Caltech-UCSD Birds 200 Dataset


Caltech-UCSD Birds 200 (CUB-200) is an image dataset with photos of 200 bird species (mostly North American). For detailed information about the dataset, please see the technical report 1 linked below.

  • Number of categories: 200

  • Number of images: 6,033

  • Annotations: Bounding Box, Rough Segmentation, Attributes

Annotations Examples



A Colab notebook will be added

How to load this dataset

# Imports
from icevision.all import *
import icedata

# Load the Birds dataset
path = icedata.birds.load_data()

How to parse this dataset

# Get the class_map, a utility that maps from number IDs to classs names
class_map = icedata.birds.class_map()

# Randomly split our data into train/valid
data_splitter = RandomSplitter([0.8, 0.2])

# Birds parser: provided out-of-the-box
parser = icedata.birds.parser(data_dir=path, class_map=class_map)
train_records, valid_records = parser.parse(data_splitter)

# shows images with corresponding labels and boxes
show_records(train_records[:6], ncols=3, class_map=class_map, show=True)

How to load the pretrained weights of this dataset

class_map = icedata.birds.class_map()
model = icedata.birds.trained_models.faster_rcnn_resnet50_fpn()

Dataset folders

Directory Information

  • images/ The images organized in subdirectories based on species.

  • annotations-mat/ Bounding box and rough segmentation annotations. Organized as the images.

  • attributes/ Attribute data from MTurk workers.

  • attributes-yaml/ Contains the same attribute data as in 'attributes/' but stored for each file as a yaml file with the same name as the image file.

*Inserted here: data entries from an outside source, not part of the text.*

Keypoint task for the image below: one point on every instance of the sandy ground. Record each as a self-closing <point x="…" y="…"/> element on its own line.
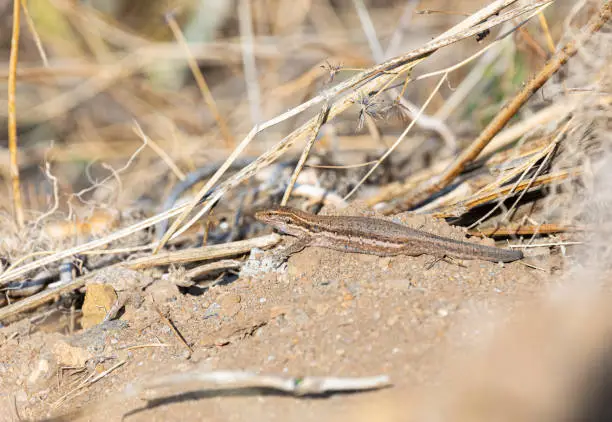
<point x="324" y="313"/>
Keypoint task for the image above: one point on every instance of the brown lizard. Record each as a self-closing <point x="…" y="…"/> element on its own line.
<point x="373" y="236"/>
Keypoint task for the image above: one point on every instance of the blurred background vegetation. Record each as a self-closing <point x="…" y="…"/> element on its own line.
<point x="88" y="69"/>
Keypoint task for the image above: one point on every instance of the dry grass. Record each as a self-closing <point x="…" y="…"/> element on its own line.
<point x="114" y="118"/>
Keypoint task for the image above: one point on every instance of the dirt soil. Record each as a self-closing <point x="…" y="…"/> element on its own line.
<point x="324" y="313"/>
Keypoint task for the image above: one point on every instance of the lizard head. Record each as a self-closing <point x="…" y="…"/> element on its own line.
<point x="287" y="220"/>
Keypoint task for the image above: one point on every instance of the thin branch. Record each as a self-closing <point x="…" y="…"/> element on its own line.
<point x="454" y="169"/>
<point x="300" y="164"/>
<point x="12" y="116"/>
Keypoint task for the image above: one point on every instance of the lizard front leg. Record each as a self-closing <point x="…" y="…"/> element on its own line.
<point x="298" y="245"/>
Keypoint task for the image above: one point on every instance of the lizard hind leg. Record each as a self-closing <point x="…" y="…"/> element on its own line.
<point x="434" y="261"/>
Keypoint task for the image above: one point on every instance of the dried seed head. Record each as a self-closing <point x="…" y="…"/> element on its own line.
<point x="370" y="106"/>
<point x="332" y="69"/>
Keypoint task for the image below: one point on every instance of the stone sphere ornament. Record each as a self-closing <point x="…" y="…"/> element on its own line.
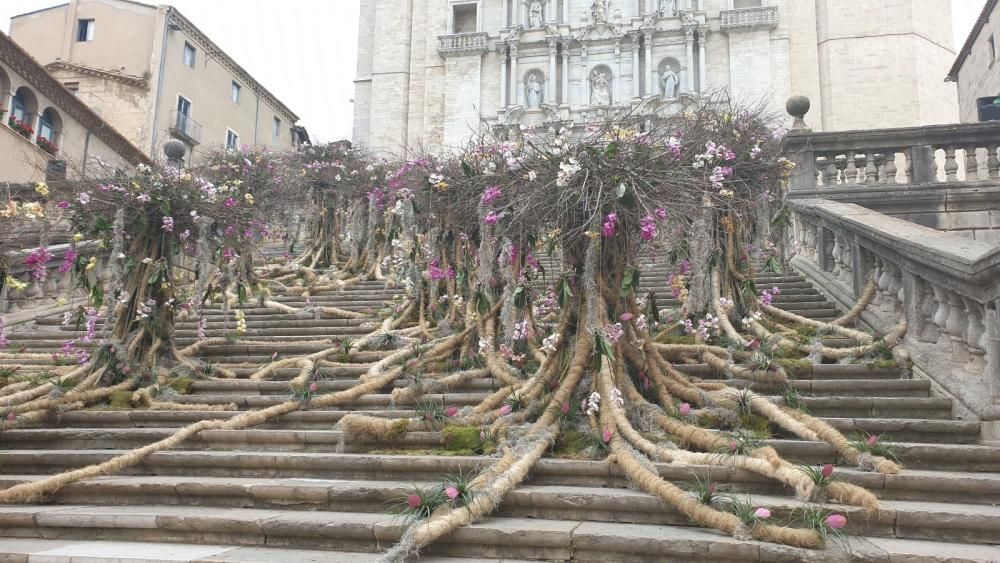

  • lists/ classes.txt : list of categories (species)

    files.txt : list of all image files (including subdirectories)

    train.txt : list of all images used for training

    test.txt : list of all images used for testing

    splits.mat : training/testing splits in MATLAB .mat format

Annotations sample

It uses MATLAB files. Check out the birds AnnotationParser, BirdMaskFile classes.


Relevant Publications

  1. Caltech-UCSD Birds 200

    Welinder P., Branson S., Mita T., Wah C., Schroff F., Belongie S., Perona, P.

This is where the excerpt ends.